With broader knowledge cometh clearer sight,
Our lamp of life, replenished, burneth bright;
New energy infuses ancient forms
With fuller meaning. Ever breasting storms
On stronger wings, our souls attain, through strife,
To wider liberty of thought and life.
Yet win we further in our wiser age
Than they who slowly spelled their primer page
With quaint misrreadings? Can we, boasting , say,
"Behold! we have achieved a better way"?
Here claim we kinship with the simpler past;
We strive as strove the fathers, at the last
To rest, as they, when toil and pain are past,
In sanctuary of our faith at last.
A loftier fane, with mystic symbols spread,
Exalts its star-gemmed distance overhead.

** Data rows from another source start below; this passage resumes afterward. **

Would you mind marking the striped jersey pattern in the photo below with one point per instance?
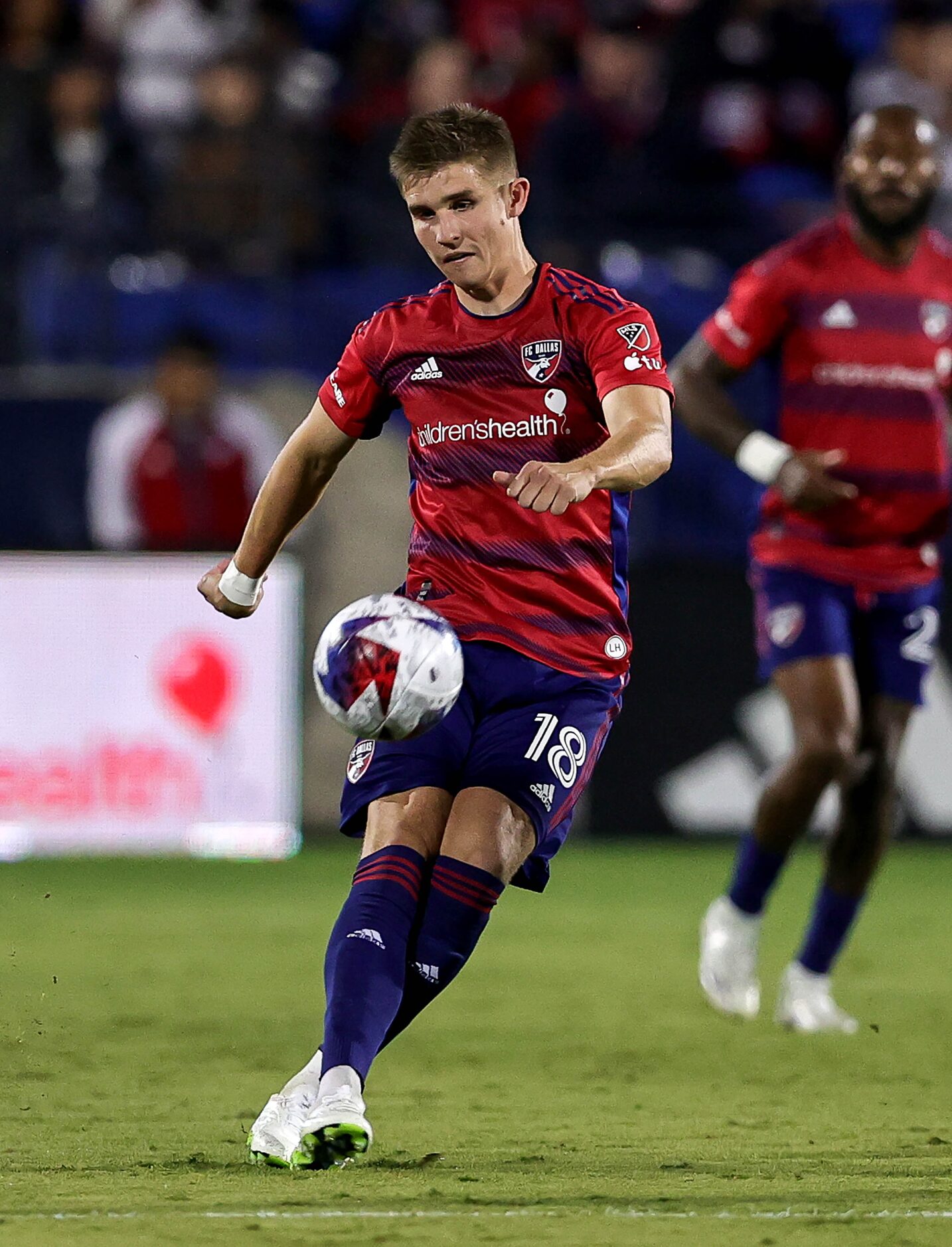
(866, 363)
(491, 393)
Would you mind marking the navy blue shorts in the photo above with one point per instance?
(891, 637)
(518, 727)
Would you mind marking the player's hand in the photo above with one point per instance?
(546, 487)
(807, 484)
(210, 590)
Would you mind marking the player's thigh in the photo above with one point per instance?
(489, 831)
(416, 818)
(823, 697)
(537, 755)
(799, 616)
(902, 633)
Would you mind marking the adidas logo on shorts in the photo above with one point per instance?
(545, 792)
(366, 933)
(428, 371)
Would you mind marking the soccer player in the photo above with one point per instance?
(536, 400)
(845, 568)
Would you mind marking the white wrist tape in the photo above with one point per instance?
(761, 457)
(240, 589)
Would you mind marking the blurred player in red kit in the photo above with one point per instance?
(536, 400)
(844, 562)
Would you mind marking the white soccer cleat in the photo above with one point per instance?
(728, 959)
(805, 1004)
(274, 1139)
(337, 1127)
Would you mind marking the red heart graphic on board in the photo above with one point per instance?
(198, 679)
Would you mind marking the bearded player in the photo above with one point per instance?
(845, 568)
(537, 400)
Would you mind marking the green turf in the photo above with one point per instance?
(150, 1008)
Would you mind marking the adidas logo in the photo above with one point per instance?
(428, 371)
(546, 793)
(839, 316)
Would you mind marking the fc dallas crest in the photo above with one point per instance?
(541, 358)
(785, 624)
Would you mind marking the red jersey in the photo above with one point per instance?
(489, 393)
(866, 357)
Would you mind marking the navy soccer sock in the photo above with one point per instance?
(457, 910)
(755, 871)
(830, 923)
(365, 964)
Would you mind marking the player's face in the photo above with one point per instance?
(463, 220)
(890, 175)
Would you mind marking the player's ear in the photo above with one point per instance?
(516, 196)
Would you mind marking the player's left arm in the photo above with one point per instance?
(637, 452)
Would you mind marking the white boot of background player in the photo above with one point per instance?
(277, 1133)
(805, 1004)
(728, 958)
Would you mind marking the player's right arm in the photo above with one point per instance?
(749, 322)
(293, 487)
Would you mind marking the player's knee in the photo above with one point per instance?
(830, 751)
(415, 818)
(489, 831)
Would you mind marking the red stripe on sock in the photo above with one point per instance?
(384, 856)
(392, 863)
(457, 896)
(372, 877)
(480, 890)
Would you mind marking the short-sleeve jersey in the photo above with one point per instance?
(490, 393)
(866, 358)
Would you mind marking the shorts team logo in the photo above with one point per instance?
(637, 336)
(785, 624)
(359, 760)
(936, 319)
(542, 358)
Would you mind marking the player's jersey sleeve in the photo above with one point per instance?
(352, 396)
(754, 315)
(622, 348)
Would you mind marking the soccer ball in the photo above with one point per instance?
(388, 669)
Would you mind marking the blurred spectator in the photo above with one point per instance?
(374, 227)
(916, 69)
(161, 45)
(84, 190)
(242, 196)
(763, 85)
(177, 467)
(33, 34)
(591, 157)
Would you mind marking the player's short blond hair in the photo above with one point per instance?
(460, 133)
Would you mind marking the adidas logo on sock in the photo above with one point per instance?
(428, 371)
(545, 792)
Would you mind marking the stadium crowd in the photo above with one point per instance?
(248, 137)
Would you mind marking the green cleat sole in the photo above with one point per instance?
(335, 1145)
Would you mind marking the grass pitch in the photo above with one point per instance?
(571, 1089)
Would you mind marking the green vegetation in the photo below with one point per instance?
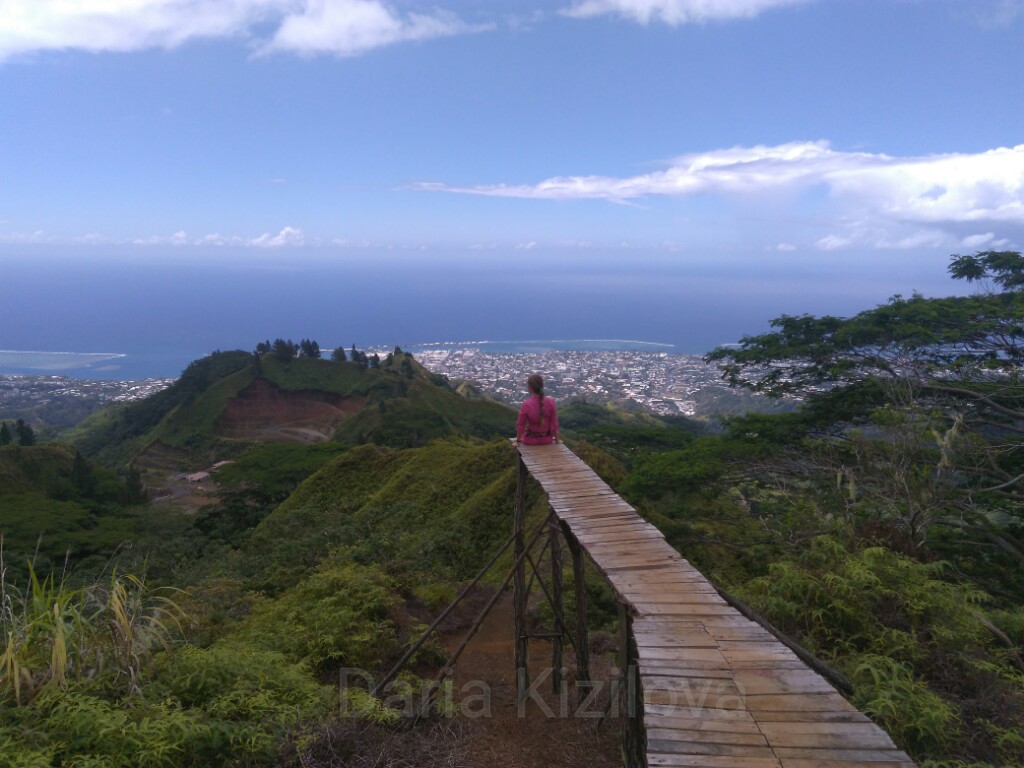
(882, 525)
(58, 510)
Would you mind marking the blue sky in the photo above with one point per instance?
(869, 138)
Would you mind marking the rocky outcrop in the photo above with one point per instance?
(262, 412)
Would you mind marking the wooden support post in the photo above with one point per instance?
(582, 639)
(630, 694)
(519, 586)
(556, 597)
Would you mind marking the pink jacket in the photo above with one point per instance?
(527, 426)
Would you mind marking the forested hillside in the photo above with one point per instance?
(880, 526)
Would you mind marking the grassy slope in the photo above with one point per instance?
(406, 407)
(47, 513)
(436, 511)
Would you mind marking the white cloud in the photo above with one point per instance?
(348, 28)
(878, 200)
(833, 243)
(675, 12)
(342, 27)
(289, 237)
(977, 241)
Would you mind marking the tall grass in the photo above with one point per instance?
(102, 634)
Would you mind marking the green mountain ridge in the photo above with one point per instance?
(399, 404)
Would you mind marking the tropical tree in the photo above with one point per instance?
(309, 348)
(941, 374)
(285, 350)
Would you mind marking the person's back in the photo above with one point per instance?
(538, 422)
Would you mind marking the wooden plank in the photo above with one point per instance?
(758, 702)
(863, 756)
(833, 735)
(720, 691)
(708, 761)
(781, 681)
(707, 714)
(692, 748)
(655, 734)
(682, 654)
(682, 609)
(696, 724)
(814, 763)
(823, 716)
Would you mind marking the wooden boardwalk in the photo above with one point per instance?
(719, 690)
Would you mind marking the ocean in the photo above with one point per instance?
(145, 312)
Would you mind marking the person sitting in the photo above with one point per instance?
(538, 422)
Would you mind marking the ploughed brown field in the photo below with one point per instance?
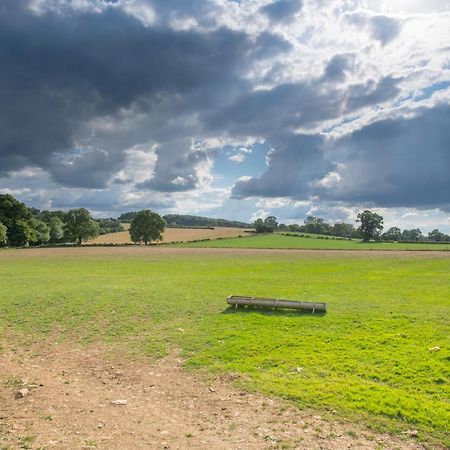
(175, 235)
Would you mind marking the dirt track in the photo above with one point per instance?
(71, 390)
(160, 250)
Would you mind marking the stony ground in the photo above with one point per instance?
(65, 397)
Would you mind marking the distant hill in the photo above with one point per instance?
(181, 220)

Up through the dusky aisles of autumn nights,
Invisible, the stately acolytes
Their golden censers swing.
Soft rolls the stream as in a dream,
And with it slip the sombre years away.
Once more forgotten voices seem to pray,
And in the hush long-silent choirs sing.
Now hark -- and heed! for lo, in that far time
Still they go back, back to another clime.
Back to another, dateless, deathless age;
And hymn, with voices blending, -- child and sage, --
"Our father's God." We hear that echoed strain,
The accents tremulous with joy and pain,
And know that we and they and all men stand,
A mighty brotherhood; and hand to hand
Keep touch from borderland to borderland.
1Si Deus pro nobis quis contra nos? -- "If God be for us, who can be against us?" is the motto cast in the metal of the bell, with the date of 1685.